CHAPTER THREE
The coffee had gone cold three hours ago.
Isla stared at the mug on her desk, its contents a lukewarm reminder that she'd been at work since before dawn.
Before dawn yesterday, technically. At some point the days had started bleeding together, marked only by shift changes and briefing updates and the relentless, maddening absence of results.
Forty-eight hours. They'd been searching for forty-eight hours, and they had nothing.
No sign of Robert Brune. No evidence of recent habitation in any of the buildings they'd cleared.
No witnesses who'd seen anyone matching his description.
The scrapyard had yielded a few abandoned camps—homeless shelters, from the look of them, hastily vacated when the search teams arrived—but nothing that pointed to their suspect.
The shipping containers they'd opened were empty or filled with legitimate cargo.
The warehouses held dust and silence and the echoes of better days.
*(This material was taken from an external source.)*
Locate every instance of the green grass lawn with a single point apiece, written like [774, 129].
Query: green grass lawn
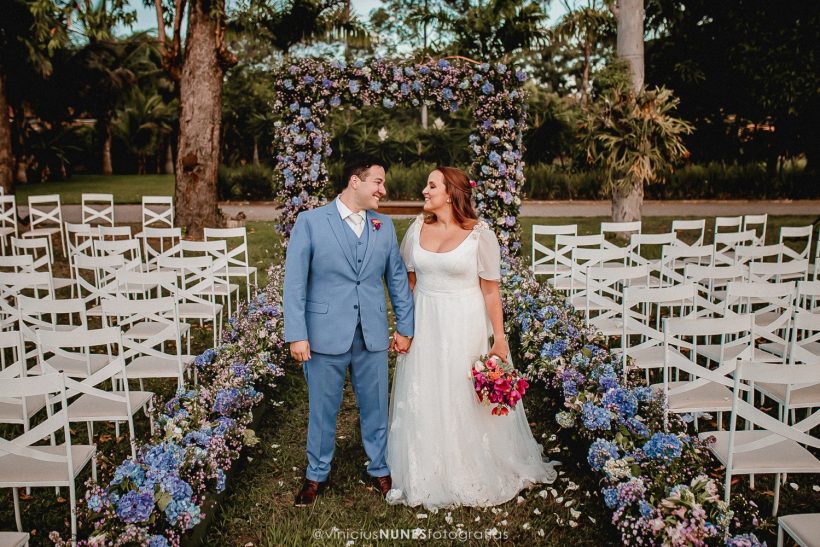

He was here. Isla pressed her palms against her eyes, trying to push back the exhaustion that had been building for days. Three weeks ago, he was here. He killed Mitch Connelly, dumped the body, and then... what? Vanished into thin air?
The rational part of her mind—the part that had survived FBI Academy training and a decade of field work and the particular crucible of the Miami disaster—knew that killers didn't actually vanish.
They moved. They adapted. They found new hiding places when the old ones became dangerous.
Robert Brune had seen his coworker's face and known his sanctuary was compromised.
He'd killed to protect himself, then relocated somewhere else. Somewhere outside the search grid.
But that rational part of her mind was getting harder to hear beneath the static of exhaustion and frustration.
"You look like hell."
Isla dropped her hands to find James standing in the doorway of her office, two fresh coffees in hand. He was wearing the same flannel shirt he'd had on yesterday—or maybe the day before; she'd lost track—but he'd clearly showered and shaved. He looked almost human.
She probably looked like something the lake had coughed up.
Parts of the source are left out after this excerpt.